Reputation: 43
I have the following string "◣⛭◣◃✺▲♢"
and I want to make that string into "\u25E3\u26ED\u25E3\u25C3\u273A\u25B2\u2662"
. Exactly the same as this site does https://mothereff.in/js-escapes
I was wondering if this is possible in python. I have tried allot of stuff from the unicode docs for python but failed miserably.
Example of what I tried before:
#!/usr/bin/env python
# -*- coding: latin-1 -*-
f = open('js.js', 'r').read()
print(ord(f[:1]))
help would be appreciated!
Upvotes: 4
Views: 2649
Reputation: 46423
If you're in python 2, then I'd suspect you're getting something like this:
>>> s = "◣⛭◣◃✺▲♢"
>>> s[0]
'\xe2'
To get to the unicode code points in a UTF-8 encoded file (or buffer), you'll need to decode it into a python unicode object first (otherwise you'll see the bytes that make up the UTF-8 encoding).

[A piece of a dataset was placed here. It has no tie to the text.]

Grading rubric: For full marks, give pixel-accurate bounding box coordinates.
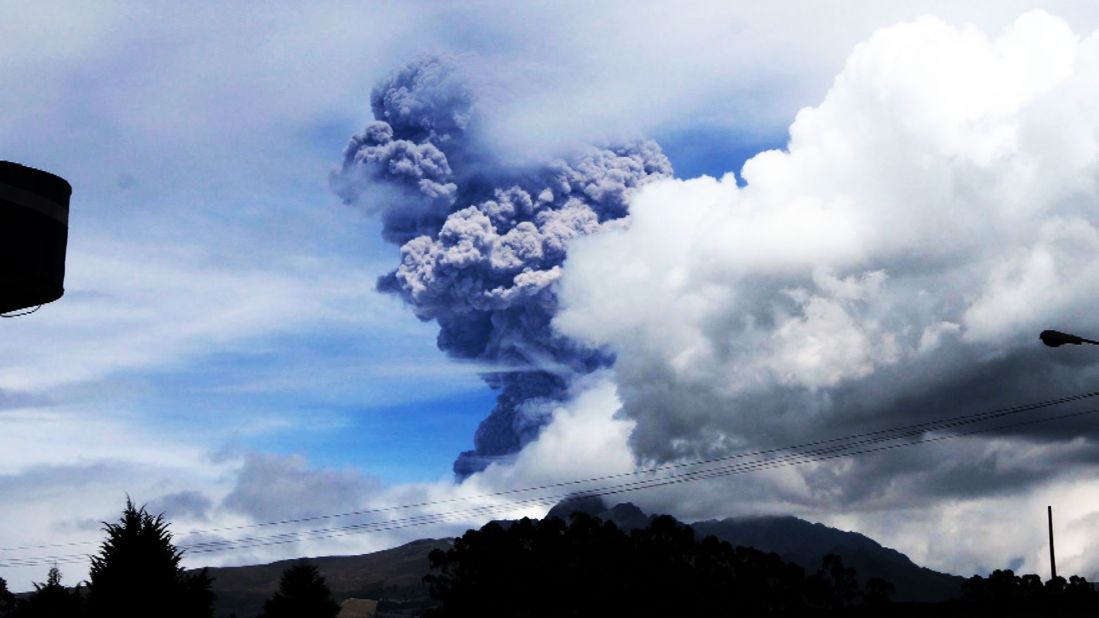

>>> s_utf8 = s.decode('utf-8')
>>> s_utf8[0]
u'\u25e3'
>>> ord(s_utf8[0])
9699
>>> hex(ord(s_utf8[0]))
'0x25e3'
In your case, you can go straight from the ord() to a literal unicode escape with something like this:
>>> "\\u\x" % (ord(s_utf8[0]))
'\\u25e3'
Or convert the entire string in one go with a list comprehension:
>>> ''.join(["\\u%04x" % (ord(c)) for c in s_utf8])
'\\u25e3\\u26ed\\u25e3\\u25c3\\u273a\\u25b2\\u2662'
Of course, when you're doing the conversion this way, you're going to display the code points for all the characters in the string. You'll have to decide which code points to show, or the ABCs will be escaped too:
>>> ''.join(["\\u%04x" % (ord(c)) for c in u"ABCD"])
'\\u0041\\u0042\\u0043\\u0044'
Or, just use georg's suggestion to let python figure all that out for you.
Upvotes: 0
Reputation: 6331
Considering you're using Python 3:
unicode_string="◣⛭◣◃✺▲♢"
byte_string= unicode_string.encode('ascii', 'backslashreplace')
print(byte_string)
See codecs module documentation for more infotmation.
However, to work with JavaScript notation, there's a special module json, and then you could achieve the same thing:
import json
unicode_string="◣⛭◣◃✺▲♢"
json_string=json.dumps(unicode_string)
print(json_string)
Upvotes: 4